Pelo cano engominado, angosto bigote sobre el labio superior de su pequeña boca, gafas oscuras, camisa celeste y mameluco azul desteñido por los años; el inspector de cubiertas antiguas de Madrid, reza un rictus en su cara, típico de aquellos que no han querido pertenecer a ninguna mafia aunque resignando siempre tuvo la sensación de haber estado, sin saberlo, en la de la familia de su mujer.
De gestos austeros, más bien callado, silencioso, levantando tejas asoma habitualmente la cabeza sobre las cubiertas para ver como se encuentra el tiempo cada día. A sus ochenta y pocos años sabe hacer de su trabajo y sus tejados el refugio perfecto, cerca del cielo.
Al volver cada día de su rutina, entra en la soledad de su casa, vacía desde la muerte de su mujer, hacen casi veinte años, y tan solo por darle de comer a las palomas.
Deposita, como es habitual en él, la caja de herramientas y el par de vidrios de ventana que diariamente trae a casa, suavemente detrás de la puerta de entrada. Se descalza e incorpora a sus pies, las chanclas.
Fue siempre simpatizante de tener las ventanas sin las celosías, para dejar pasar, a través de las cortinas blancas, la luz del día y la de la noche, producida por las lámparas amarillas de las farolas de la calle,
En frente a su ventana esta la plaza habitada por frondosos árboles de verano que en otoño pierden las hojas, como siempre, mostrando el maderamen que sostiene a las palomas. No falta el chapoteo de la fuente con escultura de dragón escupiendo agua por su boca, donde también las palomas aletean y se bañan salpicando al paisaje urbano de ese rincón de la ciudad.
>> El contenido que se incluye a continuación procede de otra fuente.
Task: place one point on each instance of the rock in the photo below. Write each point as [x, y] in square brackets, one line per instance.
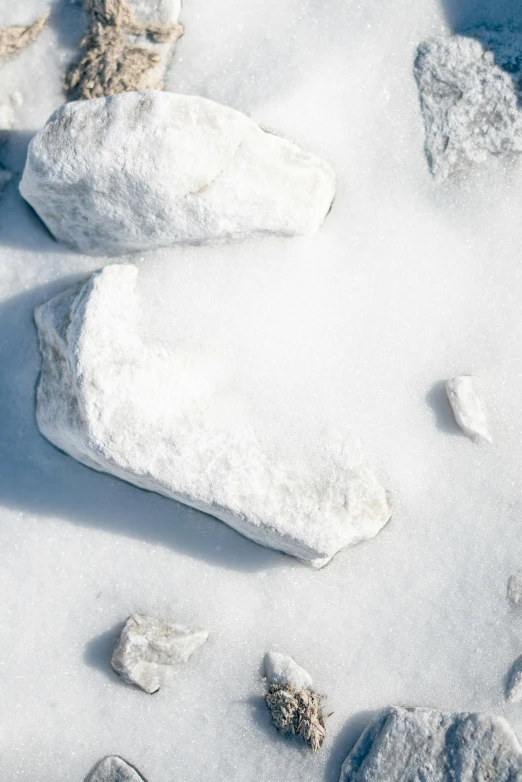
[114, 769]
[468, 407]
[149, 169]
[515, 588]
[281, 669]
[514, 682]
[469, 98]
[172, 422]
[146, 644]
[410, 745]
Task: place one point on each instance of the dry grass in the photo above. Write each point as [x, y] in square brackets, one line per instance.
[297, 712]
[110, 63]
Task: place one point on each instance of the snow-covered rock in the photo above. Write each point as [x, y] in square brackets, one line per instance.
[469, 98]
[282, 669]
[410, 745]
[515, 588]
[147, 644]
[171, 421]
[149, 169]
[468, 407]
[114, 769]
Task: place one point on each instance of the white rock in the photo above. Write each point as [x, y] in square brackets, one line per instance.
[515, 588]
[150, 169]
[468, 407]
[423, 745]
[469, 98]
[172, 422]
[147, 644]
[282, 669]
[114, 769]
[514, 682]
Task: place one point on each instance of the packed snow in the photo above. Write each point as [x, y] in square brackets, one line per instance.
[353, 329]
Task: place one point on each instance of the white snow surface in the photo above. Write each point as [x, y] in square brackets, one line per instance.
[407, 282]
[148, 169]
[283, 669]
[409, 745]
[173, 421]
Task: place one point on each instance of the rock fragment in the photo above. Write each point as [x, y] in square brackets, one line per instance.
[147, 644]
[111, 62]
[403, 745]
[468, 407]
[169, 422]
[150, 169]
[469, 97]
[114, 769]
[282, 669]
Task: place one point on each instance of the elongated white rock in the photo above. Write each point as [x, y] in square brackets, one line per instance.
[150, 169]
[147, 644]
[114, 769]
[469, 96]
[282, 669]
[467, 406]
[424, 745]
[172, 422]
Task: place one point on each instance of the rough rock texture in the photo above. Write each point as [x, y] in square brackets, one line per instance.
[173, 423]
[147, 644]
[469, 96]
[468, 407]
[114, 769]
[514, 682]
[111, 62]
[282, 669]
[149, 169]
[423, 745]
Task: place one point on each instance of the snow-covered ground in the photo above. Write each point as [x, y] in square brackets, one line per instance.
[406, 284]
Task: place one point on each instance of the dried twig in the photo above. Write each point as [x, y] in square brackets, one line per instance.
[12, 39]
[110, 63]
[297, 712]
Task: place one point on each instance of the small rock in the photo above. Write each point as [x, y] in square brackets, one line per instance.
[410, 745]
[281, 669]
[169, 422]
[150, 169]
[468, 407]
[469, 97]
[114, 769]
[515, 588]
[147, 643]
[514, 682]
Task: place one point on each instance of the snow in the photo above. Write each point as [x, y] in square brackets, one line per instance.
[406, 283]
[421, 744]
[149, 169]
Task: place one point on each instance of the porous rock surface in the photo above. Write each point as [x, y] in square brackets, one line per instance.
[114, 769]
[148, 169]
[170, 422]
[417, 745]
[148, 644]
[470, 99]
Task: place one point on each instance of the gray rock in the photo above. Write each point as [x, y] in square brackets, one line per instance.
[114, 769]
[149, 169]
[147, 644]
[469, 97]
[424, 745]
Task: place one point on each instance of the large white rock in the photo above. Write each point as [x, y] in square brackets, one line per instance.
[147, 644]
[150, 169]
[171, 422]
[469, 98]
[468, 407]
[114, 769]
[282, 669]
[423, 745]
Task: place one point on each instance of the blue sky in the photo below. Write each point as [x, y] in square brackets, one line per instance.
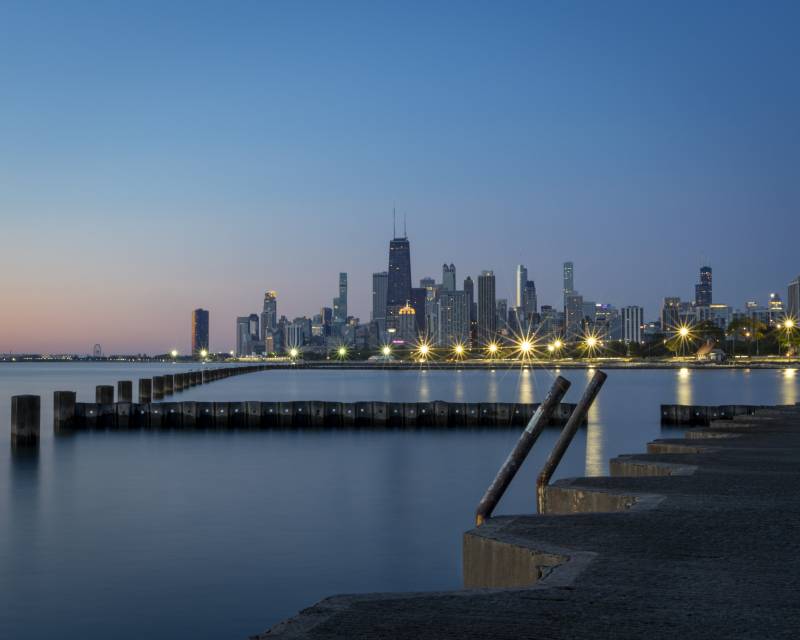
[155, 157]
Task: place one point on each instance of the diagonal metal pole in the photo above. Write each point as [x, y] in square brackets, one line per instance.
[567, 434]
[515, 459]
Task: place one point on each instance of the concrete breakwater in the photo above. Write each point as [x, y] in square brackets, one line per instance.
[688, 540]
[703, 415]
[71, 415]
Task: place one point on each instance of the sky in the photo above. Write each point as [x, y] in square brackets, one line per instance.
[161, 156]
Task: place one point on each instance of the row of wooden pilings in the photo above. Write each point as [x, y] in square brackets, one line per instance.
[688, 414]
[26, 409]
[297, 414]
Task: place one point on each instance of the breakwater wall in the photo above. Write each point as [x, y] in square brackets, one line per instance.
[688, 414]
[297, 414]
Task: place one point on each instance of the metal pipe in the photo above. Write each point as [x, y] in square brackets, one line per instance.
[567, 434]
[517, 456]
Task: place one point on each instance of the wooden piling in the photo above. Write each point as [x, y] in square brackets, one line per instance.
[63, 411]
[104, 394]
[25, 414]
[145, 390]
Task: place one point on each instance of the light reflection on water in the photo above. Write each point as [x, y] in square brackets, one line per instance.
[237, 530]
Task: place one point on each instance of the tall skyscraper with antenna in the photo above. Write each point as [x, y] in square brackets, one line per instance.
[398, 290]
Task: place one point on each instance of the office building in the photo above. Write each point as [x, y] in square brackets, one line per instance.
[448, 277]
[340, 302]
[269, 315]
[702, 291]
[569, 282]
[453, 325]
[793, 300]
[520, 281]
[632, 321]
[573, 315]
[398, 289]
[199, 331]
[487, 308]
[380, 283]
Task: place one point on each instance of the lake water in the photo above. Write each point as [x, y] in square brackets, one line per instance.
[222, 534]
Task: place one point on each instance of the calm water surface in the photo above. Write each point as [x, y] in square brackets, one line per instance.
[220, 535]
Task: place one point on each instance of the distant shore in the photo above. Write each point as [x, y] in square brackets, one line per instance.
[772, 362]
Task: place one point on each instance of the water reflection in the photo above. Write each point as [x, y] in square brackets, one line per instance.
[789, 386]
[684, 389]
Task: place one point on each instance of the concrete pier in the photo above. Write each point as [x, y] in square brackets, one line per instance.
[63, 411]
[695, 544]
[25, 418]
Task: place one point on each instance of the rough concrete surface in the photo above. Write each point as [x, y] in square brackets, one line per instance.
[714, 555]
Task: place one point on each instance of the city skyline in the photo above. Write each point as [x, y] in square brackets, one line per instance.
[150, 184]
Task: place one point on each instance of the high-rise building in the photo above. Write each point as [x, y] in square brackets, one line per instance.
[573, 315]
[487, 307]
[398, 289]
[340, 301]
[793, 299]
[453, 318]
[702, 291]
[520, 280]
[418, 297]
[243, 341]
[406, 324]
[469, 290]
[199, 331]
[569, 282]
[502, 313]
[269, 315]
[632, 321]
[530, 302]
[380, 283]
[448, 277]
[670, 314]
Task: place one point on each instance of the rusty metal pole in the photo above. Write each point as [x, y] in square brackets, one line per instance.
[517, 456]
[567, 434]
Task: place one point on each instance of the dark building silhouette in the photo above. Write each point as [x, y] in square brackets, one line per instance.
[702, 291]
[398, 290]
[199, 331]
[487, 308]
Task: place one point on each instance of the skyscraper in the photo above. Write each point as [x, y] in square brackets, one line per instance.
[530, 302]
[269, 315]
[520, 280]
[340, 302]
[702, 291]
[569, 283]
[380, 282]
[398, 288]
[199, 331]
[487, 307]
[632, 320]
[793, 299]
[469, 290]
[453, 318]
[448, 277]
[573, 315]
En invierno sus ventanas de antiguos cristales de ínfimo espesor, tienen en cada hoja recortado un agujero redondo, a la altura del pecho de Istelmo, protegido por una goma que servía además de apoyo para ajustar puntería.
Dos ventanas hacia la plaza y la otra da hacia la puerta de la iglesia románica, con evoluciones constructivas de otros estilos, llena de figuras en los tímpanos de sus vanos y en las archivoltas de la puerta, recortes en los muros, remates de columnas, tímpanos de ventanas, gárgolas y agujas, donde desde siempre anidan las palomas.
Mientras tanto, arrastrando las chanclas, Istelmo se desplaza desde la entrada hacia la mesa, al lado de la ventan. Se sienta y con sus lentes bifocales logra medir correctamente el movimiento de sus manos para cargar su escopeta al son del débil silbido del paso doble, como lo hiciera durante la guerra.
El crucifijo siempre le queda a su espalda.